O filme de Sean Baker motivou uma das raras tiradas políticas de Conan O’Brien, que apresentou a cerimónia, num estilo minimalista e com pouca eficácia, salvando-se a sua primeira aparição, "recriando" com graça um dos momentos mais gráficos de “A Substância”. Mas, referindo-se ao conteúdo de “Anora”, deixou escapar qualquer coisa como "finalmente haja alguém que faça frente a um russo duro"!
Outro dos grandes momentos da noite foi o sentido discurso de Adrien Brody, considerado Melhor Ator por “O Brutalista”, agradecendo a oportunidade de ali estar pela segunda vez. Recorde-se, o seu primeiro Oscar foi pelo filme de Polanski, “O Pianista”, o que o levou a referir que venceu dois Oscars por filmes que falam da opressão, fazendo um apelo contra o ódio. Para bom entendedor, meia palavra basta.
“O Brutalista” venceu ainda nas categorias de melhor Música e Fotografia. “Emilia Perez”, como se esperava um dos grandes derrotados da noite, venceu em apenas duas das treze categorias para que estava nomeado: Melhor Canção e Atriz Secundária.
Retirando a Isabella Rossellini a possibilidade de ganhar na sua primeira nomeação, pelo seu trabalho em “Conclave”, Zoe Saldaña não esqueceu o facto de ser oriunda de uma família de emigrantes. Outra forte bicada de Hollywood ao Governo de Washington.
Também com dois Oscars, mas nas categorias chamadas técnicas, Ficaram “Wicked” (Direção Artística e Guarda-Roupa) e “Dune – Duna: Parte Dois” (Som e Efeitos Visuais). Com Demi Moore fora da corrida, “A Substância” ficou-se pelo Oscar de Maquilhagem e Cabelos. Já “Conclave”, apesar de ter vencido um Oscar, conquistou o de Melhor Argumento Adaptado.
Apesar da desilusão de Fernanda Torres, para quem ter chegado aos Oscars já foi uma festa, o Brasil pode estar orgulhoso, porque “Ainda Estou Aqui” venceu o Oscar de Melhor Filme Internacional, o primeiro das cinco nomeações já alcançadas pelo cinema brasileiro – o cinema português continua a zeros nesta categoria. Assim, Walter Salles fez um discurso simples mas eficiente, salientando a personalidade de Eunice Paiva, em cuja história o filme se baseia, que viu a sua vida ser destroçada pela ditadura militar mas resolveu não desistir.

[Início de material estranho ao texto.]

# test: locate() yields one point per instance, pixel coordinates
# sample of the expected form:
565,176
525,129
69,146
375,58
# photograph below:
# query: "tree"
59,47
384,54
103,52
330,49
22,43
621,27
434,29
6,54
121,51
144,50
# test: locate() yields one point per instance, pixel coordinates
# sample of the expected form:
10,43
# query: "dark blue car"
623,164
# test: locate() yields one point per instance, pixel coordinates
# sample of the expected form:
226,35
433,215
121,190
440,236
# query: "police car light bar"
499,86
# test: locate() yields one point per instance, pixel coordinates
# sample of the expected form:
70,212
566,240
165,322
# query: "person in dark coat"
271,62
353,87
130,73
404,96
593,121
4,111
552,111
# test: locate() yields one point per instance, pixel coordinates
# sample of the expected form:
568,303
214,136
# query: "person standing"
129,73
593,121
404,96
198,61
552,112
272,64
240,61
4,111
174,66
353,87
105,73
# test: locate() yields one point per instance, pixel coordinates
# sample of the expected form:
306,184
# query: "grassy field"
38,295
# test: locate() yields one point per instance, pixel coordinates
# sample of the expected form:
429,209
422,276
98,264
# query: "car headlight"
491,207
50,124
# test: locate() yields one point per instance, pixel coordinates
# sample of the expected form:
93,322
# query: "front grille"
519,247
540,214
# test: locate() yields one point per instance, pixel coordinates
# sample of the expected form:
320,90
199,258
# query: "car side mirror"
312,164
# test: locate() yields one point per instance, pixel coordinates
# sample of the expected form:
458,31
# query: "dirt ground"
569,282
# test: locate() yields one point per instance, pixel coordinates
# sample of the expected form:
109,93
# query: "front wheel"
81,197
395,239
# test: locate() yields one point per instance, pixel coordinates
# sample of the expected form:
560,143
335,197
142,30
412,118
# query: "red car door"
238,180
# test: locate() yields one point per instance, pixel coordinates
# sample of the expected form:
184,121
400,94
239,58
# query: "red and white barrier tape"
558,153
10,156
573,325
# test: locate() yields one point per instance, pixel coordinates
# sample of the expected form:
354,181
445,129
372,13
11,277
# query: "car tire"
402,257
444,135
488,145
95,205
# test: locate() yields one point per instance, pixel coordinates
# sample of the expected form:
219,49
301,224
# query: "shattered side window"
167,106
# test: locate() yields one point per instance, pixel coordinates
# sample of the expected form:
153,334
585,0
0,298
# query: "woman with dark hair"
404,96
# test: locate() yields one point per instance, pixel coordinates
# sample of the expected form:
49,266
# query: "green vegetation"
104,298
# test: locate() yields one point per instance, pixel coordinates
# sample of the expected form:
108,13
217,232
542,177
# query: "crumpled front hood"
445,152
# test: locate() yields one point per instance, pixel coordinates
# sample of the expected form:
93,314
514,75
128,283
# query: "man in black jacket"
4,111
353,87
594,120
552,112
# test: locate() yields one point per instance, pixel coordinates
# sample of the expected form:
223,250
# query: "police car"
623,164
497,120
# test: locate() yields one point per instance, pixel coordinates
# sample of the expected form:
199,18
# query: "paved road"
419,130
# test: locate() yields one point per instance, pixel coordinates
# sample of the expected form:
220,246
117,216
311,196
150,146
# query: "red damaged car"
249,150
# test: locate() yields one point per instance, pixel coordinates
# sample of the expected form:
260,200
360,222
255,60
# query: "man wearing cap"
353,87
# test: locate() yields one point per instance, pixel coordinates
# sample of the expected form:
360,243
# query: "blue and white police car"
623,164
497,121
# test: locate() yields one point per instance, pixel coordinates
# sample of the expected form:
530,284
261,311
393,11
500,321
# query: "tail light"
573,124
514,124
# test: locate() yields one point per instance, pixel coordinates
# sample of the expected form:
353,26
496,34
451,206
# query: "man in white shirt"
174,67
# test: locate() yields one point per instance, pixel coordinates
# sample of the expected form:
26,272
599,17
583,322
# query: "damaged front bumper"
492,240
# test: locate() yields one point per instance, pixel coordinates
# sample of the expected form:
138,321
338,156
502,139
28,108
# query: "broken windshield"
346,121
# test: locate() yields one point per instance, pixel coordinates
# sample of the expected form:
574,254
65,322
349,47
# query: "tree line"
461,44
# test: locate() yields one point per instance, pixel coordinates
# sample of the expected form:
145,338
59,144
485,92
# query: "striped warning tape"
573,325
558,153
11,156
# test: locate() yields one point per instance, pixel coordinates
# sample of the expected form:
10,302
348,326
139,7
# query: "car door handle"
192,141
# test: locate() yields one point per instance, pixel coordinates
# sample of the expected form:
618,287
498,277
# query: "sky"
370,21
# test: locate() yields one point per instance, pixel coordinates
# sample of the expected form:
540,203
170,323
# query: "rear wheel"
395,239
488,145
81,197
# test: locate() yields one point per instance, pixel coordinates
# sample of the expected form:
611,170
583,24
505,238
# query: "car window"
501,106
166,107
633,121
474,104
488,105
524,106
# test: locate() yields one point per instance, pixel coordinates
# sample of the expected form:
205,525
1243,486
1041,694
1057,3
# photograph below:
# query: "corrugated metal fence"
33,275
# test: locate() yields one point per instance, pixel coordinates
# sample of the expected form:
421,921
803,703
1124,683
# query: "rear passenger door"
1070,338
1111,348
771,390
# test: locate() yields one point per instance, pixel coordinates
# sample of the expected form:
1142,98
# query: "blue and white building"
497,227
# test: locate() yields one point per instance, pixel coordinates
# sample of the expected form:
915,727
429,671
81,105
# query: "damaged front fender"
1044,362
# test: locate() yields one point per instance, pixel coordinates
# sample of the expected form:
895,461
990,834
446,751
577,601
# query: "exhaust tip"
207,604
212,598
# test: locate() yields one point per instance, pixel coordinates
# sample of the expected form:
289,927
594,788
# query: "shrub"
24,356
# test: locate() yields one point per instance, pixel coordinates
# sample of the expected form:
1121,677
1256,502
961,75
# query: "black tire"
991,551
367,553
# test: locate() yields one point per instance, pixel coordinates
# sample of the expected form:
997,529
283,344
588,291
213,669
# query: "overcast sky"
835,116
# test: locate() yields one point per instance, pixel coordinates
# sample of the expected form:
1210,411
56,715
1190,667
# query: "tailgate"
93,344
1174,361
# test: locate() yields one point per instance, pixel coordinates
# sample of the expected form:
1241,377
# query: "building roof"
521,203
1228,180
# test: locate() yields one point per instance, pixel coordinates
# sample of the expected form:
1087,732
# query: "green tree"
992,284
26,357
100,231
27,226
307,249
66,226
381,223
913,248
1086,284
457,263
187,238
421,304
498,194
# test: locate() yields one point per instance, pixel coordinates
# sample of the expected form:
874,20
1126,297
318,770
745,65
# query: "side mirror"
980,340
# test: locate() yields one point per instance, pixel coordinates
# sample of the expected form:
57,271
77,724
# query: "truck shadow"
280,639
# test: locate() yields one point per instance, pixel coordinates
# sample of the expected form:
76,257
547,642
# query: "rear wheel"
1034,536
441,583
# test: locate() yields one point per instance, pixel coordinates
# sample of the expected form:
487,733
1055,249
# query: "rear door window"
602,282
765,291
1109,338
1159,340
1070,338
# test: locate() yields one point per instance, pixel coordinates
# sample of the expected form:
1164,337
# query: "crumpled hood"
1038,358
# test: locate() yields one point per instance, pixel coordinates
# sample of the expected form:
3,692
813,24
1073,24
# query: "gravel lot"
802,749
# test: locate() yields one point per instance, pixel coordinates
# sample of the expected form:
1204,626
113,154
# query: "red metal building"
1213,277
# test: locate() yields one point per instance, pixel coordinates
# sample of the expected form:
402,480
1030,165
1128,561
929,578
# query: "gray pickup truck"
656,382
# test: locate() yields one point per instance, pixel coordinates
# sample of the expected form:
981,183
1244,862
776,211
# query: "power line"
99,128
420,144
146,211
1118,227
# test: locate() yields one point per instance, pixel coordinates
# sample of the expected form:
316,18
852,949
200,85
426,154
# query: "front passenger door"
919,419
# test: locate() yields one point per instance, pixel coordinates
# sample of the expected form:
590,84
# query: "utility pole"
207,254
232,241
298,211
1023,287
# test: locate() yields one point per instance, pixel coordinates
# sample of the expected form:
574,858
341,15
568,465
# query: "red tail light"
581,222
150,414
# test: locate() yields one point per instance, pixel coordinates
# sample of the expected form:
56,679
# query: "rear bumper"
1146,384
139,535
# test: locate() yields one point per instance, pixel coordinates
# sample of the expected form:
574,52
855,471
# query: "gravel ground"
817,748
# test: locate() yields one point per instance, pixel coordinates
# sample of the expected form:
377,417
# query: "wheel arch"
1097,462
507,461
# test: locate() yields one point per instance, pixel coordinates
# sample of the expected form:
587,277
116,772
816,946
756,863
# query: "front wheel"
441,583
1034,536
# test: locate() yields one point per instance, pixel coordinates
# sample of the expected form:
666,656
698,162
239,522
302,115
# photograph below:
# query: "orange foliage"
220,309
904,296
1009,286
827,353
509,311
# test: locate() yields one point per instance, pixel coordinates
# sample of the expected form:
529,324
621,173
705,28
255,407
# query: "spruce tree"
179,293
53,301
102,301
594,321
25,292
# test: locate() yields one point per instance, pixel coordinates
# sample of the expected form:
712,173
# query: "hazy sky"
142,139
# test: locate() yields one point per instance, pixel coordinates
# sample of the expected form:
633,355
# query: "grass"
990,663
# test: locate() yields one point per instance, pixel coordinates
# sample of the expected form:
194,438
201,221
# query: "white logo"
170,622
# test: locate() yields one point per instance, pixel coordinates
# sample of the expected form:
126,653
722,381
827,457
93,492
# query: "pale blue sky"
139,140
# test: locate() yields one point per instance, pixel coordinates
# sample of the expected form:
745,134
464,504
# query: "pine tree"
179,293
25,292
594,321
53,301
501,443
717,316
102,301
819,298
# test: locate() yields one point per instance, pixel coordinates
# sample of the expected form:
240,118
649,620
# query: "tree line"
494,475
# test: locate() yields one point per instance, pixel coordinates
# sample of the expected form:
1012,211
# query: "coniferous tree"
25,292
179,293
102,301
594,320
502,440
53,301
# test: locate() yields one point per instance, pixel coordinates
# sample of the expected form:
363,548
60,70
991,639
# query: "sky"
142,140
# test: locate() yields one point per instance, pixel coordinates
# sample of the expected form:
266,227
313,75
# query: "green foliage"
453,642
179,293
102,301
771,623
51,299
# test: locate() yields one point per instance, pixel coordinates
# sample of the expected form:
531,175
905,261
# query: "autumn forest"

Dos dez títulos candidatos ao Oscar de Melhor Filme, apenas dois não tiveram qualquer recompensa, “A Complete Unknown”, e “Nickel Boys”, que ainda não estreou entre nós.
Como se esperava, Kieran Culkin venceu o Oscar de Melhor Ator Secundário, por “A Verdadeira Dor” e “Flow” o de Melhor Longa de Animação. O momento mais político, e amplamente ovacionado, estava reservado para o Oscar de Melhor Longa Documental. Neste momento em exibição em Portugal, “No Other Land” foi realizado por um coletivo de cineastas palestinianos e israelitas e aborda a destruição de uma aldeia palestina pelo exército israelita.
Ao receber o prémio, o realizador israelita sublinhou a necessidade de israelitas e palestinianos viverem em paz, lado a lado, comentando a injustiça dele próprio poder viver em liberdade, o que não acontece com o seu colega palestiniano, acabando a acusar a política externa norte-americana de estar a bloquear a solução.
Já antes, ao receber o Oscar para melhor curta de animação, “In the Shadow of the Cypress”, o casal de realizadores iranianos confessaram ter recebido o visto para entrar no país apenas algumas horas antes da cerimónia, salientando ainda a dificuldade de fazerem o filme no seu país. Já Daryk Hannah, uma das apresentadoras da noite entrou no palco do Dolby Theater de Hollywood a gritar bel alto “Slava Ukraine” (viva a Ucrânia).
Numa cerimónia que não esqueceu os corpos de bombeiros que lutaram contra os incêndios que devastaram Los Angeles no início do ano e que homenageou como sempre os homens e mulheres do cinema que nos deixaram nos últimos doze meses, abrindo com uma sentida homenagem a Gene Hackman, destacam-se ainda alguns momentos musicais, as homenagens a Quincy Jones e à memória dos filmes de James Bond e a entrada em palco de Mick Jagger.